La canne

Pour certains, tu es un « signe distinctif », « un emblème » ou même un « accessoire de parade[1] ». Pour moi, tu es sans aucun doute, un appui, une aide, un soutien, une verticalité qui me confère quelque chose de son être et qui respecte le mien jusqu’à lui rendre à la limite, malgré mon handicap, sa beauté première et sa dignité.

Tu n’as pas honte d’accompagner mes pas et tu arrives même à échanger avec moi sur plein de sujets, sans artifice, sans complaisance et sans maniérisme. Ta rectitude, que tu as certes acquise à force de fréquenter des « fragiles » comme moi, épouse en même temps ta simplicité, à ta docilité, ta disponibilité et ton abandon. Tu n’as aucune prétention alors que tu ne manques pas d’intelligence, tu ne manques pas non plus d’élégance.

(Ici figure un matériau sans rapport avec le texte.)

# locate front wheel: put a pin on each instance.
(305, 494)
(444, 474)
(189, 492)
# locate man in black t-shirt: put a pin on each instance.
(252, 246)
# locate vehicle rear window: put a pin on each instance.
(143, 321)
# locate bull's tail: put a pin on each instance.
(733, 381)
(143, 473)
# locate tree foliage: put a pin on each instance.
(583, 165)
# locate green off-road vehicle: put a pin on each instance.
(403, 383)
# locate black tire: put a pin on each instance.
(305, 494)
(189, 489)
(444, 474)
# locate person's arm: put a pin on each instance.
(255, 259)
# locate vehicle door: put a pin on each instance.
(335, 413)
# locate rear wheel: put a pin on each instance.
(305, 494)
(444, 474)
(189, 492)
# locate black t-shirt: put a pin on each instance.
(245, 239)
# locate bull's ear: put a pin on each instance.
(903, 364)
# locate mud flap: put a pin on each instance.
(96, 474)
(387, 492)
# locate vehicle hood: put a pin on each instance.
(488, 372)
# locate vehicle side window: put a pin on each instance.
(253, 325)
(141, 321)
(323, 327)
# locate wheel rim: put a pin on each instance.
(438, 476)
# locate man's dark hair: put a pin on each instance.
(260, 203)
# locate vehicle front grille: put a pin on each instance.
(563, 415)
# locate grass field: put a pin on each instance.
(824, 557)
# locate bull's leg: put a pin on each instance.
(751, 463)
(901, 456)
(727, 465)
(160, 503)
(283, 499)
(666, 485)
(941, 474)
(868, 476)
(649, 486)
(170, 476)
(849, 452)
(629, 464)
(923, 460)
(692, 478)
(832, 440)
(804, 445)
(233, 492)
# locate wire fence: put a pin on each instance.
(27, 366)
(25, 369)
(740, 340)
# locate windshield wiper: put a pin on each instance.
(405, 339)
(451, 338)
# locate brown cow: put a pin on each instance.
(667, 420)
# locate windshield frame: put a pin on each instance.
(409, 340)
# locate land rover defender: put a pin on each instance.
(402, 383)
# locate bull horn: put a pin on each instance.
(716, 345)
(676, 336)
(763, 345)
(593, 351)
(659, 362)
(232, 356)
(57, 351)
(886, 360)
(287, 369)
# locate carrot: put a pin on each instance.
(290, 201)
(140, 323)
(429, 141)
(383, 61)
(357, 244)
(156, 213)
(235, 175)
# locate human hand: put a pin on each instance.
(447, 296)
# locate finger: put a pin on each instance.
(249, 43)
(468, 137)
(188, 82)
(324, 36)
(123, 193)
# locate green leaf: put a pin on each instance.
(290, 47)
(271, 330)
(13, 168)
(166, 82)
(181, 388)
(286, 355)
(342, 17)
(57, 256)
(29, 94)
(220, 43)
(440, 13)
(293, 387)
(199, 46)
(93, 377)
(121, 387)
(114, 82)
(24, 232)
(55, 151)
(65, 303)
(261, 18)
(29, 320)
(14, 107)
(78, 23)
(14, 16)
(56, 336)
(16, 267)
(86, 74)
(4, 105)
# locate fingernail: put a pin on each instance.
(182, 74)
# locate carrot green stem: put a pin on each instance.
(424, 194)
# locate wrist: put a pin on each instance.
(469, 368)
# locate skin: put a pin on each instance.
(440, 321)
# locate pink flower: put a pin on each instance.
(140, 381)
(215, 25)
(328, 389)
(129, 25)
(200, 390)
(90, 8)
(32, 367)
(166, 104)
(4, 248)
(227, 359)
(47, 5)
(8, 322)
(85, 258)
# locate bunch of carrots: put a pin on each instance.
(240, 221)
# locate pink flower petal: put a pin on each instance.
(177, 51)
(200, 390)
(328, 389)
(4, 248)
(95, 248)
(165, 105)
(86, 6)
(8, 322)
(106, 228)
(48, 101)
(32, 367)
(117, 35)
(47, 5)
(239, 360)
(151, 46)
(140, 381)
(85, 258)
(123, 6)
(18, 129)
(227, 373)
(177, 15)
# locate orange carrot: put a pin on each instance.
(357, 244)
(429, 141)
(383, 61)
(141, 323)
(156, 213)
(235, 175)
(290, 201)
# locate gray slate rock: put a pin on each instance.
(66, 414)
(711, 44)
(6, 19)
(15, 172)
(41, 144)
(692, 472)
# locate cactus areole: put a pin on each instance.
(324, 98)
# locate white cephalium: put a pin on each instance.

Ceux qui risquent de se retrouver en face de nous, me fixent souvent du regard croyant avoir tout compris ; au lieu de me plaindre ils devraient m’envier de t’avoir pour compagne. Je sais que pour eux tu n’es rien d’autre qu’un signe de mon handicap ; pour moi, je ne te le cache pas, tu es beaucoup plus que ça, tu m’aides à marcher ! Et, crois-moi, ça n’est pas peu ! Marcher. Très peu de gens le font vraiment. Très peu arrivent à le faire vraiment. Ce n’est pas qu’ils ne le désirent pas, mais, n’ayant pas l’aide qu’il leur faut, ils ne peuvent pas avancer, ils sont incapables de mettre un pied devant l’autre.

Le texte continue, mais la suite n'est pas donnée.